Australian Institute of Health Innovation, University of New South Wales, Australia.
Bioinformatics. 2011 Mar 15;27(6):791-6. doi: 10.1093/bioinformatics/btr036. Epub 2011 Jan 22.
Larger than gene structures (LGS) are DNA segments that include at least one gene and often other segments such as inverted repeats and gene promoters. Mobile genetic elements (MGE) such as integrons are LGS that play an important role in horizontal gene transfer, primarily in Gram-negative organisms. Known LGS have a profound effect on organism virulence, antibiotic resistance and other properties of the organism due to the number of genes involved. Expert-compiled grammars have been shown to be an effective computational representation of LGS, well suited to automating annotation, and supporting de novo gene discovery. However, development of LGS grammars by experts is labour intensive and restricted to known LGS.
This study uses computational grammar inference methods to automate LGS discovery. We compare the ability of six algorithms to infer LGS grammars from DNA sequences annotated with genes and other short sequences. We compared the predictive power of learned grammars against an expert-developed grammar for gene cassette arrays found in Class 1, 2 and 3 integrons, which are modular LGS containing up to 9 of about 240 cassette types.
Using a Bayesian generalization algorithm our inferred grammar was able to predict > 95% of MGE structures in a corpus of 1760 sequences obtained from Genbank (F-score 75%). Even with 100% noise added to the training and test sets, we obtained an F-score of 68%, indicating that the method is robust and has the potential to predict de novo LGS structures when the underlying gene features are known.
大于基因结构(LGS)的是包含至少一个基因的 DNA 片段,通常还包括其他片段,如反向重复和基因启动子。整合子等移动遗传元件(MGE)是 LGS,它们在水平基因转移中起着重要作用,主要在革兰氏阴性生物中。由于涉及的基因数量众多,已知的 LGS 对生物体的毒力、抗生素耐药性和其他特性有深远的影响。专家编制的语法被证明是 LGS 的有效计算表示,非常适合于自动化注释,并支持从头发现基因。然而,专家开发 LGS 语法需要大量的劳动,并且仅限于已知的 LGS。

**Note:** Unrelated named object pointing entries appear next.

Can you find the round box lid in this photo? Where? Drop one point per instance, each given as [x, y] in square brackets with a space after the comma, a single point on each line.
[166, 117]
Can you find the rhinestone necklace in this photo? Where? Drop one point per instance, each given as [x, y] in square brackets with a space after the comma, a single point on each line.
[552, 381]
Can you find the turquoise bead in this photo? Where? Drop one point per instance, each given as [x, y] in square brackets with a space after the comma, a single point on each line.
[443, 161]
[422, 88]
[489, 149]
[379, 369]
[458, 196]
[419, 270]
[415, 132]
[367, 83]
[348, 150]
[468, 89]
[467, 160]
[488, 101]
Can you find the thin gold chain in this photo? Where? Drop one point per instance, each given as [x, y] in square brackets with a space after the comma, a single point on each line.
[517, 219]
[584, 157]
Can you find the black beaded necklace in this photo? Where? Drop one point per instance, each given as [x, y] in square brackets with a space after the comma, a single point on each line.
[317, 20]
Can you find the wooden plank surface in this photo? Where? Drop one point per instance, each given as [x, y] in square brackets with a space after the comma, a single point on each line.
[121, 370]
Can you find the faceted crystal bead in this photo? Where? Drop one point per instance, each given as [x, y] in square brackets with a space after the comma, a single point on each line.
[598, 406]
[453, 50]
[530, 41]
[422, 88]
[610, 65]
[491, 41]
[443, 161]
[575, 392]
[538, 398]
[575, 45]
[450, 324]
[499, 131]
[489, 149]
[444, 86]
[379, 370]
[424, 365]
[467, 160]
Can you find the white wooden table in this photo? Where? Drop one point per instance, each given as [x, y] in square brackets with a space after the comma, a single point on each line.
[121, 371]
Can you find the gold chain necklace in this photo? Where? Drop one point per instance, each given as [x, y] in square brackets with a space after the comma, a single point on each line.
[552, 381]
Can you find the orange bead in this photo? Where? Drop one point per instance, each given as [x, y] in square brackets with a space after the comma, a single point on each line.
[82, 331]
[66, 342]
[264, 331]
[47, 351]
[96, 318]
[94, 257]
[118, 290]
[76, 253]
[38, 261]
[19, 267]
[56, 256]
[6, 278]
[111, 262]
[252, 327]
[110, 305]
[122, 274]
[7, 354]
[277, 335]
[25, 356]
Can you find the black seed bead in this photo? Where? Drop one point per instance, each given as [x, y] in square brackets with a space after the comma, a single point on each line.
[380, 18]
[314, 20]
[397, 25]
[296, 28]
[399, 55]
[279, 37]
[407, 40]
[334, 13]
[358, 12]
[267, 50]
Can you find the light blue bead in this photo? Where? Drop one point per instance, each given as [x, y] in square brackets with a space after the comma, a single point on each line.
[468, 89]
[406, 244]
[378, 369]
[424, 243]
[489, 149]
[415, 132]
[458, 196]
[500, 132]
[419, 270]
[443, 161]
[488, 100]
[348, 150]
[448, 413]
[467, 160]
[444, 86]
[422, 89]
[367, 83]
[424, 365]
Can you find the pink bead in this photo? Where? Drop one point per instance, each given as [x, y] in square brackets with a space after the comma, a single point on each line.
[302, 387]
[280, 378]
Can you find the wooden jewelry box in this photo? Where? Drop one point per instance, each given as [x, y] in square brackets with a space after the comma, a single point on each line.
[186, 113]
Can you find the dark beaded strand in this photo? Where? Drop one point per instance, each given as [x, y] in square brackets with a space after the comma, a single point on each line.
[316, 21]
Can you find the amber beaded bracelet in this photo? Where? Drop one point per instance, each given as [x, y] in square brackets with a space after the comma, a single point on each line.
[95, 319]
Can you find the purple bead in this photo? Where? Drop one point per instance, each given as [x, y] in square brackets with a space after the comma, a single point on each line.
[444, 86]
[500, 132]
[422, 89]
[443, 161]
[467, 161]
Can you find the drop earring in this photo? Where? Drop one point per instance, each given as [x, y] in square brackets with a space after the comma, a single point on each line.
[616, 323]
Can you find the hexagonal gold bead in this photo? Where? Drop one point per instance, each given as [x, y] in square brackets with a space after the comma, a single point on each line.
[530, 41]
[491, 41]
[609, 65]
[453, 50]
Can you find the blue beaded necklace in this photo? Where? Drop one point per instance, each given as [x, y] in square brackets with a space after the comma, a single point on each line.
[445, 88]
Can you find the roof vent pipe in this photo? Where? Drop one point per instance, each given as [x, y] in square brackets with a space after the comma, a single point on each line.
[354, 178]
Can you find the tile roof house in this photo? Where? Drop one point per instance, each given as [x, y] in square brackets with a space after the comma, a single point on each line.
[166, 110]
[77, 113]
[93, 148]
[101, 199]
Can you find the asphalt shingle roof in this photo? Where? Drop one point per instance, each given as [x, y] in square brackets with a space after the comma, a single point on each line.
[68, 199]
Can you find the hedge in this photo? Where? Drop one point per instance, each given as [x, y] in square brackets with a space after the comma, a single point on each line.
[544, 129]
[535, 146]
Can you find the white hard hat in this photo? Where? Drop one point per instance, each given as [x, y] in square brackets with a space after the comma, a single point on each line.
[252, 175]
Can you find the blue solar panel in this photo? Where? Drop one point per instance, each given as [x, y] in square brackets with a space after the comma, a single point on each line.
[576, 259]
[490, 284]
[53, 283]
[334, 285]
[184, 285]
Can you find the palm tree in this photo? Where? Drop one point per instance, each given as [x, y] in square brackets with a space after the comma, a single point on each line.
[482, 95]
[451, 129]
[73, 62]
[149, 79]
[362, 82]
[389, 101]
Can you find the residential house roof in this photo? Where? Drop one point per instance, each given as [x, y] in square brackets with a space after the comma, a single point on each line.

本研究使用计算语法推断方法来自动发现 LGS。我们比较了六种算法从基因和其他短序列注释的 DNA 序列中推断 LGS 语法的能力。我们比较了学习语法的预测能力与专家开发的用于 Class 1、2 和 3 整合子中基因盒阵列的语法,整合子是含有多达 9 个约 240 种盒式类型的模块化 LGS。
使用贝叶斯泛化算法,我们推断的语法能够预测来自 Genbank 的 1760 个序列语料库中超过 95%的 MGE 结构(F 分数为 75%)。即使在训练集和测试集上添加了 100%的噪声,我们仍然获得了 68%的 F 分数,这表明该方法是稳健的,并且当已知潜在的基因特征时,有可能预测新的 LGS 结构。